Towards this goal, we first estimated the cellular relative abundances of bacterial species across these datasets and found that our reference database could account for between 30-60% of the species abundance in most gut communities (Figure 3a). This finding is consistent with a previous report [7] and indicates that a large proportion of bacterial genomes in the human gut have a sequenced representative at the species level. Strikingly, gut microbiomes of subjects from Tanzania and Peru have higher levels of novel species with no sequenced representative in our database, revealing strong bias of genome sequencing to date towards species associated with hosts in the northern hemisphere. This finding is supported by previous work, which found elevated levels of novel genera [36] and functions [34] in the gut microbiome of hunter-gatherers. In contrast to species, strains in human metagenomes are not well represented by sequenced genomes. We found that on average only 8% of strain-level phylogenetic diversity was shared with reference genomes, indicating that even for known, prevalent gut species there remains a tremendous amount of strain-level diversity in the human population that has not yet been captured by genome sequencing projects (Figure S5 and Methods).
We next performed principal component analysis on species relative abundances, and found that the variation between gut communities along the first three principal components (PCs) is primarily driven by the relative abundance of Prevotella copri, Bacteroides vulgatus, and Blautia wexerlae/Ruminococcus bromii (Figure S6), which is consistent with the genera that have been linked to enterotypes [37]. However, we found that the samples are distributed continuously along the first three PCs; we did not observe clear clusters in the data. Interestingly, we found that the samples from different host countries are distributed differently along the first three PCs, indicating that individuals from different parts of the world carry different bacterial species in their gut. For example, along PC1 samples from Peru and Tanzania with high levels of Prevotella copri clustered together, while along PC2 samples from the United States and China with high levels of Bacteroides vulgatus clustered together. This finding is supported by previous work, which found that the relative abundance of Prevotella copri could discriminate western and non-western individuals [38]. Despite this taxonomic variation, we were able to able to identify a set of 100 bacterial species with high prevalence (>0.001 relative abundance) across the human population (Figure 3b).
Strain level heterogeneity in the gut is greater between hosts than within hosts
To quantify strain-level heterogeneity within and between individual hosts, we used PhyloCNV to identify single-nucleotide variants found in the core genomes of these 100 prevalent gut species across individuals (Methods).

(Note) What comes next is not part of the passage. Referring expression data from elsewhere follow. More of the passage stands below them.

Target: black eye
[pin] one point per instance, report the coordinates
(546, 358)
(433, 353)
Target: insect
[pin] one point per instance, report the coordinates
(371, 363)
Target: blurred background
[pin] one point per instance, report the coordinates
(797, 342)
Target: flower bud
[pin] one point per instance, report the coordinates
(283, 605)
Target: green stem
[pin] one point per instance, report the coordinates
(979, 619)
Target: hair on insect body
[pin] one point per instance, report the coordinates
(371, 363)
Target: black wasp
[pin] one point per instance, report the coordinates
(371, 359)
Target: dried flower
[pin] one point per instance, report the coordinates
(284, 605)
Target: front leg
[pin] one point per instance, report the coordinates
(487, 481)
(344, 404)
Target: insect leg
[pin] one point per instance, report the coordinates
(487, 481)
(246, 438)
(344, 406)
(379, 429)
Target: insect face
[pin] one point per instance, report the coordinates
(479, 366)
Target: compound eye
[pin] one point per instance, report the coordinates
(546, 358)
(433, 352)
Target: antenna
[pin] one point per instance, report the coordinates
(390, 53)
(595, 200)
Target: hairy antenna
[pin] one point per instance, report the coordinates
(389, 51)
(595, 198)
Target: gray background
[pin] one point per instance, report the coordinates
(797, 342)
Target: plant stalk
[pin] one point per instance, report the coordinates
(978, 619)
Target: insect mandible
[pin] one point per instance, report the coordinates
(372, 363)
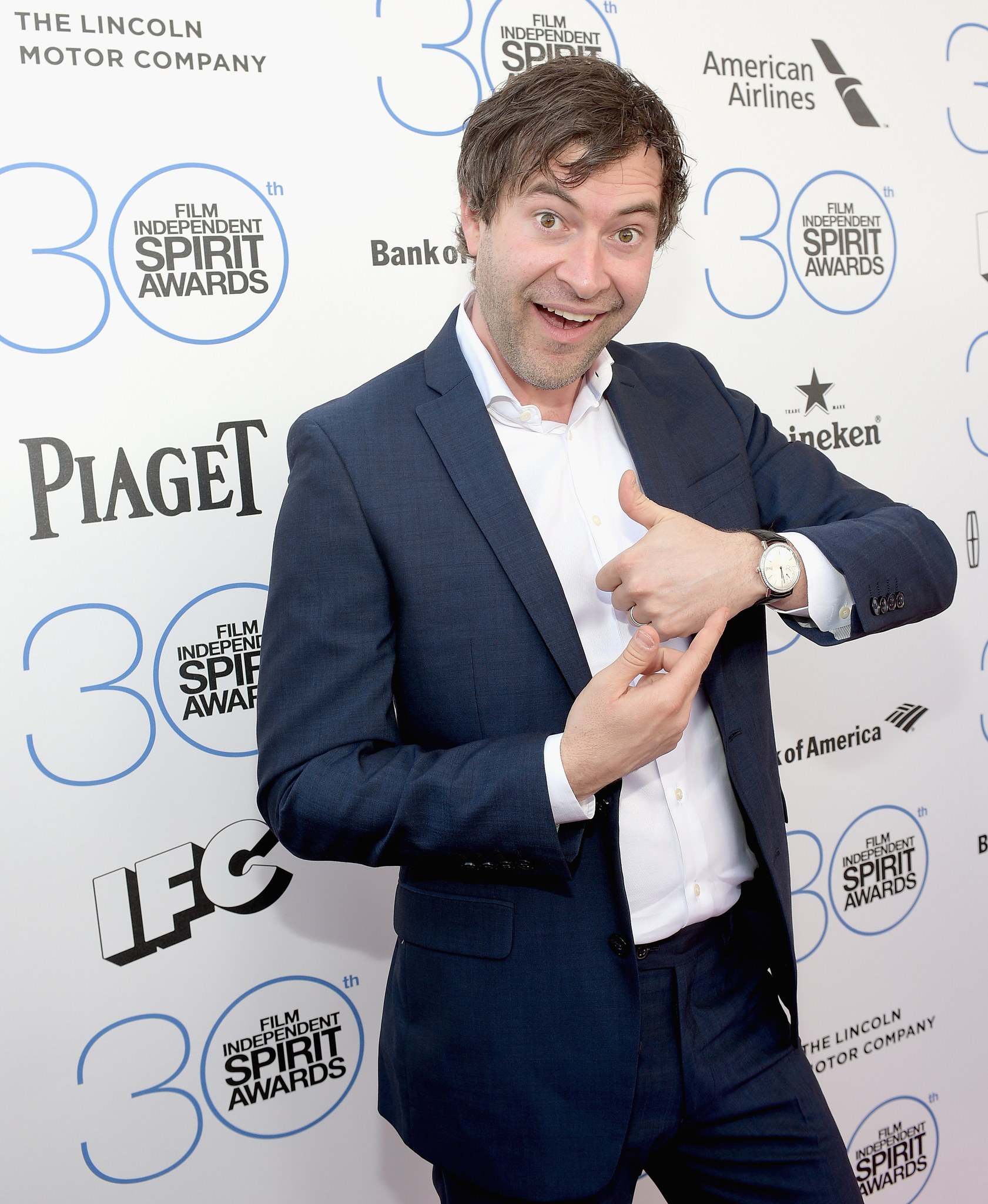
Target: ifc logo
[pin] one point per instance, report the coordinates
(197, 253)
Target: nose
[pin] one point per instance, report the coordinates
(583, 267)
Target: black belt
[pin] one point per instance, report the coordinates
(694, 939)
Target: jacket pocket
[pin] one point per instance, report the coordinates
(454, 924)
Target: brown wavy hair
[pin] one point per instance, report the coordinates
(528, 123)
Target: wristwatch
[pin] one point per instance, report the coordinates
(779, 566)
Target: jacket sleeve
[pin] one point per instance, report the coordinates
(335, 781)
(880, 546)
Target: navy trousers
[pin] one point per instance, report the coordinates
(725, 1107)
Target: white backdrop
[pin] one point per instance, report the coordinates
(265, 164)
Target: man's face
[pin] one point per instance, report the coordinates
(560, 271)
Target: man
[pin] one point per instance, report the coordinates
(594, 909)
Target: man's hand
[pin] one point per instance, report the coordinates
(614, 728)
(681, 571)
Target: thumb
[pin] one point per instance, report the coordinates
(636, 505)
(639, 657)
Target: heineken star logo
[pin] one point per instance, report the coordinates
(815, 394)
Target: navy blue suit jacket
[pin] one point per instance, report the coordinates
(418, 651)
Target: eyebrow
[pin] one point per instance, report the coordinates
(543, 187)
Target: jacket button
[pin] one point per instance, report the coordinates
(619, 945)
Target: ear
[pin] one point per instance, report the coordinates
(471, 223)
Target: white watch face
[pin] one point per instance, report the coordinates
(780, 567)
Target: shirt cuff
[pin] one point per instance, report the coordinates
(566, 807)
(829, 601)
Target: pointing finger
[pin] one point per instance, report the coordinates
(691, 666)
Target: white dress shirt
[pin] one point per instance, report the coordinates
(681, 836)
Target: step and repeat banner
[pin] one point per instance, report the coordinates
(217, 217)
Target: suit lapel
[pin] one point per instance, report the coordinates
(660, 472)
(464, 436)
(639, 416)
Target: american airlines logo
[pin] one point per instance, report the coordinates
(848, 87)
(906, 715)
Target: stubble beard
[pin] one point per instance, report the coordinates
(503, 311)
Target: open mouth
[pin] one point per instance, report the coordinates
(565, 319)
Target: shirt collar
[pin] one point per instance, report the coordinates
(501, 403)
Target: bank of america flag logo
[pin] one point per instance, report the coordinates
(906, 715)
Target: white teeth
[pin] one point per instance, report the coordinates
(573, 317)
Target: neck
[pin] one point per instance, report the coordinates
(554, 405)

Both types of population heterogeneity have been reported in the literature for human gut communities [11-14, 16], but the relative magnitude of each is unknown to our knowledge. To address this question, we estimated nucleotide diversity (π) in the core genome (i.e. genomic regions present in all strains) of each species both within and between individuals, where π is defined as the average pairwise nucleotide difference between two genomes sampled from a population of cells (Methods). Based on this analysis, we found that on average there is 8.5x (range=0.9x to 28.4x) more nucleotide diversity for a species across different individuals than within an individual (Figure 4a). In other words, strains sampled from two different individuals tend to be more diverged than two strains sampled from the same individual. This general trend was common across all the species we examined in each of the different host populations and did not appear to be affected by low sequencing depth in certain samples (Figure S7).
A) We estimated the intra-sample and inter-sample nucleotide diversity for each prevalent species. Distributions of intra-sample diversity are shown in boxplots. The inter-sample diversity of each species is indicated in red. On average there is 8.5x more strain-level diversity between samples than within samples. For display purposes, only the top 25 most prevalent species are shown. B) Minor allele frequency (MAF) distributions for two selected species: Faecalibacterium prausnitzii and Ruminococcus bromii. Nucleotide diversity is indicated on the right. Samples 1-15 indicate intra-sample MAF distributions for 15 randomly selected samples for each species. ‘Between samples’ indicates minor allele frequencies estimated across samples. C) Distributions of intra-sample nucleotide diversity for Faecalibacterium prausnitzii and Ruminococcus bromii across host populations.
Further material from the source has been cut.